LOS ANGELES >> Some notes and observations after USC’s first six spring practices, which feature plenty of new faces and questions for next season:
USC’s success next season will be dependent on some players who never played or barely played a college football game. Sophomore offensive tackle Roy Hemsley, who played in only three games the past two seasons, could start at right tackle. Freshman safety Jamel Cook, who redshirted last season, could start at nickel back.
The weakside linebacker will be someone new. During spring drills, it’s sophomore John Houston, who played mostly on special teams last season. Defensive tackle Marlon Tuipulotu is a true freshman but the coaches inserted him into starting lineup during Saturday’s scrimmage.

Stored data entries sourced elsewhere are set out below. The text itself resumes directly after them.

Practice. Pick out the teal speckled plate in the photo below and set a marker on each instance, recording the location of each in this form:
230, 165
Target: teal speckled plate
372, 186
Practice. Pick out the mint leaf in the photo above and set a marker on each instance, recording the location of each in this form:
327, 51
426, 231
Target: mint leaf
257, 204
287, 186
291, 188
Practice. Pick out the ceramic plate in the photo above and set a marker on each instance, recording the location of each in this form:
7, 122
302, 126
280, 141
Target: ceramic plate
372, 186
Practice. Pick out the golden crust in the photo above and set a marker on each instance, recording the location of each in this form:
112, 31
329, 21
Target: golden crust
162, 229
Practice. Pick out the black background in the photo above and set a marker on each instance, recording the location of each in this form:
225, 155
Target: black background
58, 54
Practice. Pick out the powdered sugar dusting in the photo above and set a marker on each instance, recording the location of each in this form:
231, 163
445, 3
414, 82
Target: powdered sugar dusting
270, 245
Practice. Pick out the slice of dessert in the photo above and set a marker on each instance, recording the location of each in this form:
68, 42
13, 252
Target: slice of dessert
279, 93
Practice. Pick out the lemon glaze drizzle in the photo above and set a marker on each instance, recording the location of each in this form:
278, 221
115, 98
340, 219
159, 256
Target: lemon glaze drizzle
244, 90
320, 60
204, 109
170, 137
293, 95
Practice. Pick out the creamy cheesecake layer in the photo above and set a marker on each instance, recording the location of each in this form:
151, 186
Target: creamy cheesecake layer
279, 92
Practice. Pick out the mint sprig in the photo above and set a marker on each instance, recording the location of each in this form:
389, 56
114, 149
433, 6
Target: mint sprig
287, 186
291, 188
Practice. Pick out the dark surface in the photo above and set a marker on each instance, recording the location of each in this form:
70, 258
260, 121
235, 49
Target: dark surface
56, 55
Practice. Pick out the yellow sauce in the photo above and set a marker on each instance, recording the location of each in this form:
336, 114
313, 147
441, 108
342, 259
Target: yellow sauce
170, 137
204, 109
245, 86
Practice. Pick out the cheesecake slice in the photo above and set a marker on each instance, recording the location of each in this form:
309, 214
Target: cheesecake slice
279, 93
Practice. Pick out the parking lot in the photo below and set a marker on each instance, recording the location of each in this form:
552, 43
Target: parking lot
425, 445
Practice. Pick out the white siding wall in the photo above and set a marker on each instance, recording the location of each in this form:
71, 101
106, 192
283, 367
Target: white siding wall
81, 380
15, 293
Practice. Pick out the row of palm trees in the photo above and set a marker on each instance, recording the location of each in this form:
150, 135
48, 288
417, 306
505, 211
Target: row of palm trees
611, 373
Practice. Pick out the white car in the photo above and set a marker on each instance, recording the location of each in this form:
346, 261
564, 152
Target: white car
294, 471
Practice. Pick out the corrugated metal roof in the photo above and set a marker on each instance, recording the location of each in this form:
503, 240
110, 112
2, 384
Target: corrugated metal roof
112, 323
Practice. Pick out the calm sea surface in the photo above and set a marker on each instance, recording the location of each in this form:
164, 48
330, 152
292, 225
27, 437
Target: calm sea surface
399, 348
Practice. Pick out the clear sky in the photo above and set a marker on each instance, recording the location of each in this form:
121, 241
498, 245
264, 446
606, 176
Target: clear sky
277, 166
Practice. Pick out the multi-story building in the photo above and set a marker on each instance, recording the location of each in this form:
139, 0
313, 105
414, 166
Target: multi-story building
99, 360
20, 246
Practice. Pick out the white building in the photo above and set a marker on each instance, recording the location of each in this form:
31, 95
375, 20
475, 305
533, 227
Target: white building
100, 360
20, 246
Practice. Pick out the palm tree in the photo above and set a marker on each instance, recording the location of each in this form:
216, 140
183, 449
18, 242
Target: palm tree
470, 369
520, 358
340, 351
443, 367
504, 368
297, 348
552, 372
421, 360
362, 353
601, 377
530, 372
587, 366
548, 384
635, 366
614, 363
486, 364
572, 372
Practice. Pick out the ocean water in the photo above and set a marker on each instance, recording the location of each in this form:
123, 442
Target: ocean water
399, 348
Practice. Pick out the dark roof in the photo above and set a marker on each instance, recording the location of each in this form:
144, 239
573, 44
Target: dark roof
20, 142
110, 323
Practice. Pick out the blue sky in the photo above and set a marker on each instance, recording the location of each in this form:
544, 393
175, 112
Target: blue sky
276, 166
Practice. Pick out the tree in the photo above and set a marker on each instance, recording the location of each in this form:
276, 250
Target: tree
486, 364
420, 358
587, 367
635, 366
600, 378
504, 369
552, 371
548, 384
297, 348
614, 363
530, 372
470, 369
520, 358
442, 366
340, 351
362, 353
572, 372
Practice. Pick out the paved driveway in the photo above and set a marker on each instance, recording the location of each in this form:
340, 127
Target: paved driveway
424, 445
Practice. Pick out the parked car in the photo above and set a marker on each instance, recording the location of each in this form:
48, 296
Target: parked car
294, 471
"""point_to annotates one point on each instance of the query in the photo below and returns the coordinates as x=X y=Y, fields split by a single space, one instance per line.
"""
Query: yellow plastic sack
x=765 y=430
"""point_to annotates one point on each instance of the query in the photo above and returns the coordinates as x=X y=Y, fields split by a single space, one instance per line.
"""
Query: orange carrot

It’s also worth noting the kicker is currently freshman Michael Brown, with starter Matt Boermeester suspended after an incident involving a female student. Imagine a game coming down to the little-used Brown next year?

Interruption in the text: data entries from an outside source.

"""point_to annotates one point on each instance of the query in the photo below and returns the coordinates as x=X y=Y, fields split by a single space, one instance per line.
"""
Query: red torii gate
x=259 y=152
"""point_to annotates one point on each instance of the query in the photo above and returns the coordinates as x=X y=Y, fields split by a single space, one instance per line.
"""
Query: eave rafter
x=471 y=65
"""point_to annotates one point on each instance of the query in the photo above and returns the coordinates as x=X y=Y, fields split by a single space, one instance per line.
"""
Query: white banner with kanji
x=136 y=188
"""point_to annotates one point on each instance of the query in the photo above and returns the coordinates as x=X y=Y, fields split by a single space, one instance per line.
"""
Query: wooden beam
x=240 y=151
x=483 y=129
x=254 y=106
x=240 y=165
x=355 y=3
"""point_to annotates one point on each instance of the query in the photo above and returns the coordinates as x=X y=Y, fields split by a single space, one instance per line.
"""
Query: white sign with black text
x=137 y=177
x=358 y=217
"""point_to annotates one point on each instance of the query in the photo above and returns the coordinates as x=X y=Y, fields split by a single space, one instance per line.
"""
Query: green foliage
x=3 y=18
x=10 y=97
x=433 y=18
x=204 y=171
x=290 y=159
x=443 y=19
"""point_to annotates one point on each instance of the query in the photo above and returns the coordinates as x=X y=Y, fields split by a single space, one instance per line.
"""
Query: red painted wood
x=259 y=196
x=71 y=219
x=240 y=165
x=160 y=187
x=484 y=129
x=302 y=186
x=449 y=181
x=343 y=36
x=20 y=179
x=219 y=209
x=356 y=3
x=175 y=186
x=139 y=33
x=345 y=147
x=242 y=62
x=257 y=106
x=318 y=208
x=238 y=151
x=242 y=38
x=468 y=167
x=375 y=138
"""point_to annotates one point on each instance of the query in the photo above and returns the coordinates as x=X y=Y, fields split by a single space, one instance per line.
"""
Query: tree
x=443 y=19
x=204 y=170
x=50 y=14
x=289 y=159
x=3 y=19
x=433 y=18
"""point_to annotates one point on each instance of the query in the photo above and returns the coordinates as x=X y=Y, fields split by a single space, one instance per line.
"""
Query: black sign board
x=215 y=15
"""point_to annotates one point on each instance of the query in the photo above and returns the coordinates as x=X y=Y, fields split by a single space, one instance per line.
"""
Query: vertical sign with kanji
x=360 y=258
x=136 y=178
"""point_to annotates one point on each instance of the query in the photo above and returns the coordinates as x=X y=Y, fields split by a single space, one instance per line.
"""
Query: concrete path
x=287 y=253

And this does not even consider the wide receivers, who are inexperienced following the departure of starters JuJu Smith-Schuster and Darreus Rogers.
USC might have a lot of young wide receivers, but right now only Velus Jones and Michael Pittman have stood out among the group. Jones’ strength is his speed and he will probably return kickoffs. Pittman, who is 6-foot-4, is more of a possession receiver so far.
This is a stat to ponder: Quarterback Sam Darnold’s thrown six interceptions in six spring practices. He threw two in roughly 70 spring/summer training camp practices prior to March.
If Darnold threw interceptions at a similar rate next season, Clay Helton won’t look like such a good coach.
Senior safety Chris Hawkins said Darnold’s been special since the first day he arrived at USC and offered a quote that might be hard to forget.
“When Sam was on the scout team (as a freshman), he killed us,” Hawkins said. “He was different. He killed (fellow freshman quarterback) Ricky Town. That’s nothing against Ricky. He didn’t take showers with us, but he was cool.”
One complaint you can expect to hear next season is that USC does not have a bye. When former USC coach Pete Carroll showed up on campus Wednesday, Helton discussed the longer NFL season with Carroll for tips on playing 12 straight weeks.
Among the former USC players who attended Saturday’s practice were wide receiver Mike Williams, quarterback Matt Barkley, defensive end Lawrence Jackson, defensive tackle Shaun Cody, linebacker Keith Rivers, fullback Sam Cunningham and wide receiver John Jackson.
Jackson’s son, also named John, is batting .789 for the Serra High of Gardena baseball team.
Safety Ykili Ross was a highly regarded player at Riverside Poly but nearly invisible the past two seasons at USC. Ross is finally garnering some attention this spring and is currently backing up Hawkins and Marvell Tell.
The fastest 40-yard dash run by a USC player was by wide receiver Isaac Whitney (4.41 seconds). Whitney barely edged out cornerback Adoree’ Jackson’s 4.42.
“He owes me $20,000,” Whitney said. “That was the bet.”
When Whitney finished his 40, an NFC assistant coach asked, “Why didn’t he play more?”
Whitney caught only three passes for 32 yards.
West Virginia, Michigan and Wisconsin were the only schools to win 10 football games and make the Sweet 16 of the NCAA Tournament. USC came close but lost in the Round of 32 to Baylor. Among those four schools, Wisconsin averaged 17,286 fans at basketball games; West Virginia 11,375 and Michigan: 11,122. USC averaged 5,755 per game.